Oltre la siepe... c'è la Calabria

29/05/2012

Passiamo al suo libro: perché per il titolo ha scelto l'immagine della siepe?

«La siepe per me rappresenta un ostacolo oltre il quale c'è una Calabria che può stupire l'Italia, una Calabria che non è ultima nelle classifiche economiche ed è prima in umanità. Può essere una risorsa per tutti. Sono sette racconti che ovviamente non sono esaustivi della bellezza della mia terra ma che sono rappresentativi di tutti i settori produttivi, anche nelle zone più complicate. C'è una regione che non chiede ma è disposta a dare, che non dipende dal resto del Paese ma contribuisce ad arricchirlo. E poi c'è un filo rosso che unisce tutte le esperienze che ho raccontato rappresentato dalla fede che dà valore all'impegno di ciascuno. Paradossalmente proprio perché gli animatori delle storie sono uomini e donne di chiesa, le imprese che raccontano sono piene di laici e così contribuiscono ad una religiosità civile della nostra società in una visione etica e non morale».

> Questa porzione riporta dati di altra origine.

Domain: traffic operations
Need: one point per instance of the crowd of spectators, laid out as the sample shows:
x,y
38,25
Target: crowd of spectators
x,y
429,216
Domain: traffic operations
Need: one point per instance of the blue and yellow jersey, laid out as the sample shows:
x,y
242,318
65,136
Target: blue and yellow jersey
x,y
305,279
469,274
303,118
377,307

Ha una storia "preferita"?
«È impossibile scegliere anche perché con molte delle persone di cui ho parlato nel libro si è intrecciata la mia vita privata e professionale. Quella che conoscevo di meno, forse, è la missione di suor Tiziana Masnada, i cui destini si sono uniti a quelli di altre due donne, Giusy Brignoli e Susanna Scofano. Mi piace perché si tratta di una piccola storia di un grande amore per la Calabria. Siamo a Scarcelli, piccola frazione del comune di Fuscaldo, sulla costa tirrenica cosentina: dal loro impegno e dalla loro passione sono scaturiti nuove occasioni di incontro, di integrazione e di lavoro per tutta la comunità. È curioso che sia suor Tiziana sia Giusy siano bergamasche trapiantate: due donne che hanno fatto il "percorso inverso", folgorate dalla bellezza della Calabria e capaci di amarla come neppure alcuni calabresi dimostrano di saper fare. Queste donne hanno dato vita a un centro di aggregazione giovanile, poi alla cooperativa sociale Il Segno impegnata nell'agricoltura sociale con cui hanno riportato in vita un campo abbandonato per oltre 30 anni del comune di Paola. La loro è una battaglia soprattutto contro i pregiudizi e le arretratezze: queste sono la dimostrazione di come sia possibile contrastare la politica dell'accontentarsi tipica delle nostre parti».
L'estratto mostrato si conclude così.